I have purchased a Kubota L3901DT and I am running filled Ag tires. I have a 6' blade with hydro angle(controls) on front and a 7' on rear. I keep a bucket to move piles on HD arms. 

I am hopping all over the place pushing snow with the plow. I know the problem is me, I get that. I see these pushing snow all over the place. Any advice? I run a drive way that is about 1/8th of a mile. For a bit of it there are parking spaces which are really just a wider part of the drive way. 

I have not been using a blower as the lot is ringed with trees and cars. Just pushing it to the side then knocking it down the hill as it stacks up. 

What can I do to improve time and traction? I see people running these with no chains as I am. A ballast on the rear? It seems to be my front that is hopping.


----------



## Mr.Markus (Jan 7, 2010)

Are you using float? Are trip springs on your blade tight? 
Or are the front wheels hopping from too much blade on the back.?


----------



## vbsnow (Dec 22, 2009)

The plow is brand new. We have had low snowfall this year so we had one good dump to run it on. It is the tires hopping and the plow wants to pull the entire machine to the side. 

I have not checked the springs. Keep in mind i am new to lingo so I assume float is when I have the blade slightly off of the ground? It will run better that way but there are still some issues which I perceive to be lack of weight. I have never had these issues using even a lighter truck. If I float the snow it of course leaves a great deal on the road. However, if I have low snowfall I think I may be wasting my time floating? 

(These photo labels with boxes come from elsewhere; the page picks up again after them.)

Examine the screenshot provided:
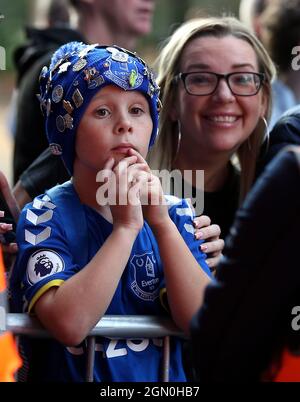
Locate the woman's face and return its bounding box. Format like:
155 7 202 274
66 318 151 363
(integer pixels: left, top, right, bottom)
171 35 266 154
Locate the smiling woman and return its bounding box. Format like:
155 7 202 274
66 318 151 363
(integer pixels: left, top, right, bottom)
149 18 275 236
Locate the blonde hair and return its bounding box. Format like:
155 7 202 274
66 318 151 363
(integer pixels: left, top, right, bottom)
148 17 275 200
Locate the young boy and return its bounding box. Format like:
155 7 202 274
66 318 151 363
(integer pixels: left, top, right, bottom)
11 42 210 381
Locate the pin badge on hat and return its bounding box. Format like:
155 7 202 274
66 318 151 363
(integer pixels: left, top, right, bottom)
72 59 87 71
72 88 83 109
78 43 99 58
39 66 48 82
63 100 74 114
49 143 62 156
52 85 64 103
58 61 71 74
106 47 129 63
56 115 66 133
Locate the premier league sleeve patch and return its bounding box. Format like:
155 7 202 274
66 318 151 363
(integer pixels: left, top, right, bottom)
27 249 65 285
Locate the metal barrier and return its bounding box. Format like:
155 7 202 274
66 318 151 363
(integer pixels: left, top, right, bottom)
6 313 184 382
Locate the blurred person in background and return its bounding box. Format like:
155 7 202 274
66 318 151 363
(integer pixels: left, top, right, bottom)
261 0 300 128
239 0 300 130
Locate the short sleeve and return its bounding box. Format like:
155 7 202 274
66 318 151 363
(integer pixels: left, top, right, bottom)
11 195 79 312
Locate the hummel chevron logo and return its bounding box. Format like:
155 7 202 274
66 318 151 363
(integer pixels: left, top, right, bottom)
25 226 51 246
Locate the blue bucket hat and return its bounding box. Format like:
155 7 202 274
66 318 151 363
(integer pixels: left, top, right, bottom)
38 42 160 175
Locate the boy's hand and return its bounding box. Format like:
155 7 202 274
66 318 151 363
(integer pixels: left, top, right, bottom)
129 149 170 228
97 156 145 231
194 215 225 270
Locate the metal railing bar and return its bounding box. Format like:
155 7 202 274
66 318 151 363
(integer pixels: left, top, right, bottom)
6 313 184 338
86 336 96 382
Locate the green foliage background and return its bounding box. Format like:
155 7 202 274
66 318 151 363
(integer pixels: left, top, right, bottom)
0 0 239 70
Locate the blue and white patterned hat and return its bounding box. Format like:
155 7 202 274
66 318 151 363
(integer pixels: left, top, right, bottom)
39 42 160 175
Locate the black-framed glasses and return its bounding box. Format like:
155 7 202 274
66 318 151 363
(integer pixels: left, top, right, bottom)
174 71 265 96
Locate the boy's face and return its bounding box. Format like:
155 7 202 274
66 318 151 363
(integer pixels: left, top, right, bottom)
75 85 153 171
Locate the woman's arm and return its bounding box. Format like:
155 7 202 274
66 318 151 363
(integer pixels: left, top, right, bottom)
151 218 211 333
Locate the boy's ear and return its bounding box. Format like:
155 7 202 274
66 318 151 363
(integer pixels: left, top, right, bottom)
169 106 178 121
260 91 268 117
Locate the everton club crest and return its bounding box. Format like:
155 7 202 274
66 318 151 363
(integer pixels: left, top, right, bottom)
130 251 159 301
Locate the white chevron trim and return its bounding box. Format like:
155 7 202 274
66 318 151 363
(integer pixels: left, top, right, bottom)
26 209 53 226
176 208 193 218
32 196 56 209
25 226 51 246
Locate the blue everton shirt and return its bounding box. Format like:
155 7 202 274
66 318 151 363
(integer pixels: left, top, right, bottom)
11 183 211 381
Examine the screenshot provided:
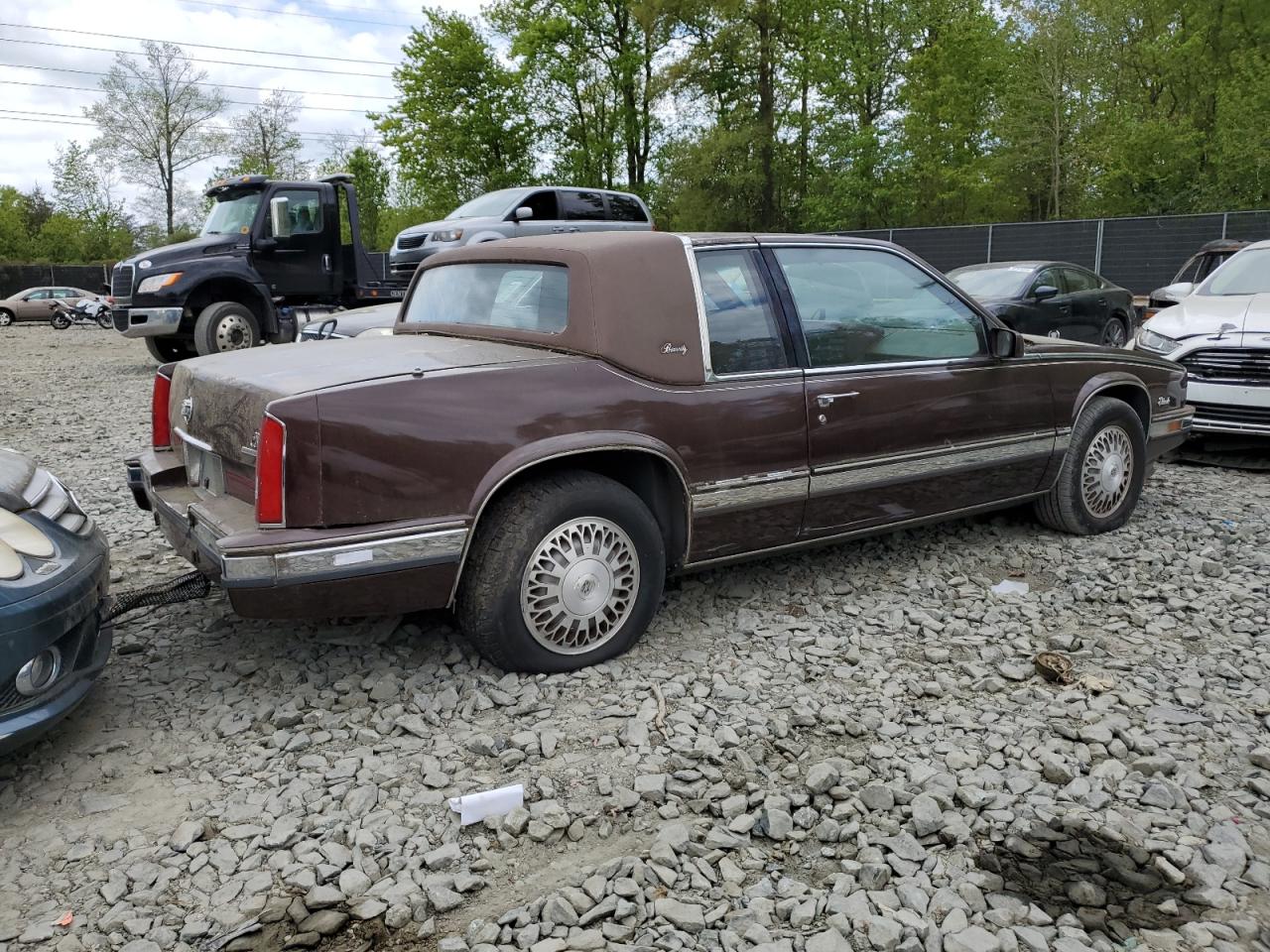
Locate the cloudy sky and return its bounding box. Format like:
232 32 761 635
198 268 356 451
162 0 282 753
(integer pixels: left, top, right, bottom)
0 0 480 214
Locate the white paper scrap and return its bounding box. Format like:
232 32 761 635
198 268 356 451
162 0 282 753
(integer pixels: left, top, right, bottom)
449 783 525 826
992 579 1029 595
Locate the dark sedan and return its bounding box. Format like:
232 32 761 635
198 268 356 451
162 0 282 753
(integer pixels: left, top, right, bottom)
949 262 1134 346
0 449 110 754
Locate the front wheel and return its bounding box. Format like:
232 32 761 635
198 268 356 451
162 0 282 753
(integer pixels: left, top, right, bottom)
1036 398 1147 536
145 337 198 363
456 472 666 672
1102 317 1129 346
194 300 260 357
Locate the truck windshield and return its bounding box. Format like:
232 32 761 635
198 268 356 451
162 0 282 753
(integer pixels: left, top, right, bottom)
1199 248 1270 298
202 191 260 235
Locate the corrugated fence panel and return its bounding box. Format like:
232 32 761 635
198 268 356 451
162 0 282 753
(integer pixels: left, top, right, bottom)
1225 212 1270 241
992 221 1098 268
1102 214 1221 295
893 225 988 272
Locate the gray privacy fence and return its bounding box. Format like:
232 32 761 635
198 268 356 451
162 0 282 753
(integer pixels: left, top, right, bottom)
837 210 1270 295
0 262 110 298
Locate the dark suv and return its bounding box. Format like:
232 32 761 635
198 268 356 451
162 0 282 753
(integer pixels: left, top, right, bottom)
389 186 653 278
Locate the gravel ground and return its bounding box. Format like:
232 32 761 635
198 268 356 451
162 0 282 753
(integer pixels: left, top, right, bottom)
0 327 1270 952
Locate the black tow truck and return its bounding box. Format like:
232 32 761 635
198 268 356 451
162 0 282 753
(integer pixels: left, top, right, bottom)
110 173 405 363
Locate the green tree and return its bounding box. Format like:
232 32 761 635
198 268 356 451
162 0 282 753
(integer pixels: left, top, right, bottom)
371 8 536 217
213 89 309 178
83 41 225 236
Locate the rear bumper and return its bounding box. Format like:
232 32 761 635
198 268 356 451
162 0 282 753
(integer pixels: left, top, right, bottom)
127 450 467 618
114 307 183 337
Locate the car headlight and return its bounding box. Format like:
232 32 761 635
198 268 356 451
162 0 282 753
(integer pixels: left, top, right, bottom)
137 272 185 295
1134 327 1179 354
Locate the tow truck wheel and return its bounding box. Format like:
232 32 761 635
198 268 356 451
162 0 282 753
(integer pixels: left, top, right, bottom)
194 300 260 355
146 337 198 363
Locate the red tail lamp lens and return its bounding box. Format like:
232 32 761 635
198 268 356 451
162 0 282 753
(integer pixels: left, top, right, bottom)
150 373 172 449
255 414 287 526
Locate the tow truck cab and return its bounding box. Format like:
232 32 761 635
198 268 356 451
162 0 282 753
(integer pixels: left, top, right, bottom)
110 174 405 362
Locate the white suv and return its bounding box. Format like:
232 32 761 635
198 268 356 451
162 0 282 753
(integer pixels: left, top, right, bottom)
389 186 653 281
1133 241 1270 436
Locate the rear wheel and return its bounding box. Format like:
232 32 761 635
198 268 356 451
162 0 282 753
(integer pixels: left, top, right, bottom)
194 300 260 355
456 472 666 672
146 337 198 363
1102 317 1129 346
1036 398 1147 536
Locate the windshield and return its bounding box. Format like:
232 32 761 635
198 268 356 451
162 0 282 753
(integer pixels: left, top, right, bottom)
200 191 262 235
405 264 569 334
1201 248 1270 298
445 187 523 221
949 268 1033 298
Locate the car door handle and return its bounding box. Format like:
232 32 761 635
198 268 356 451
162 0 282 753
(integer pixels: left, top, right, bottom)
816 390 860 408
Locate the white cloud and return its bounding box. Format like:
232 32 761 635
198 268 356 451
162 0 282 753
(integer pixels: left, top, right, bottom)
0 0 480 222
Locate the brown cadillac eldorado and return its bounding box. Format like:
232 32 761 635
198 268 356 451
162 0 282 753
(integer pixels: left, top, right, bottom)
128 232 1192 671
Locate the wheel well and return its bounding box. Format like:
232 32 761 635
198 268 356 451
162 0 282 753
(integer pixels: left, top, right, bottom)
472 449 689 567
186 278 268 332
1089 384 1151 432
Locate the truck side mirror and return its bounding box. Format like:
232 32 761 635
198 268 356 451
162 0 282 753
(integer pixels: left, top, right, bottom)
269 195 291 239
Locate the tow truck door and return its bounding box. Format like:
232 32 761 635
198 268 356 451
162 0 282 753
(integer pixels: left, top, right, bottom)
254 184 339 299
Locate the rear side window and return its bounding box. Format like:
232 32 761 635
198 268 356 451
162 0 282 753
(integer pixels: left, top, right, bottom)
404 263 569 334
608 195 648 221
1063 268 1102 294
698 251 789 373
560 191 604 221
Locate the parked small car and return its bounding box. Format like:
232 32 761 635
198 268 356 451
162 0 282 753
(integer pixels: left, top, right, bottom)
1134 241 1270 439
1142 239 1251 323
0 449 112 754
128 232 1192 671
300 300 401 340
0 287 101 327
949 262 1135 346
389 186 653 280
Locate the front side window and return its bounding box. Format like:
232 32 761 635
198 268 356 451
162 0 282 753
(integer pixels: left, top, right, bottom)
776 248 985 367
404 263 569 334
608 195 648 221
1201 248 1270 298
274 187 321 235
560 191 606 221
698 251 789 373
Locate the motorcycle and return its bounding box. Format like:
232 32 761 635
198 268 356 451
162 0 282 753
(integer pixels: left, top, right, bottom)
49 298 113 330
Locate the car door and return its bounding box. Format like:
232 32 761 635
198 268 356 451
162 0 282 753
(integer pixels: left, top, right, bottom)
17 289 54 321
689 245 808 561
1061 267 1111 344
770 245 1056 538
254 187 340 298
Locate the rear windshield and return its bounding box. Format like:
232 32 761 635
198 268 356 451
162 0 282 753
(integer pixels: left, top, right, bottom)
404 262 569 334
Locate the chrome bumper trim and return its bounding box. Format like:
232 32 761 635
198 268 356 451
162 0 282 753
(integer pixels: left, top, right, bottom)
123 307 182 337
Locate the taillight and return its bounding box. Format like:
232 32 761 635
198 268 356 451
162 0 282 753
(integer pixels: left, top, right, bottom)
255 414 287 526
150 371 172 449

Again, I get the issue is my experience on the machine. These guys on Youtube are flying.


----------



## PHS79 (Jan 23, 2005)

Float is when the blade or bucket is allowed to follow the contour of the ground. My old man has L3640 with loader on the front and blower on the rear, to get the bucket into the "float" position the joystick for the loader just gets pushed all the way forward. It feels like a stop built into the controller, it is for the "ridgid" portion of the hyrdo but pushing past this it goes into float. Each time you raise the bucket float must be reengaged. Hope that helps a little.


----------



## vbsnow (Dec 22, 2009)

*@ phs79*

I'll let you know how it goes guys. Thank you for your replies.


----------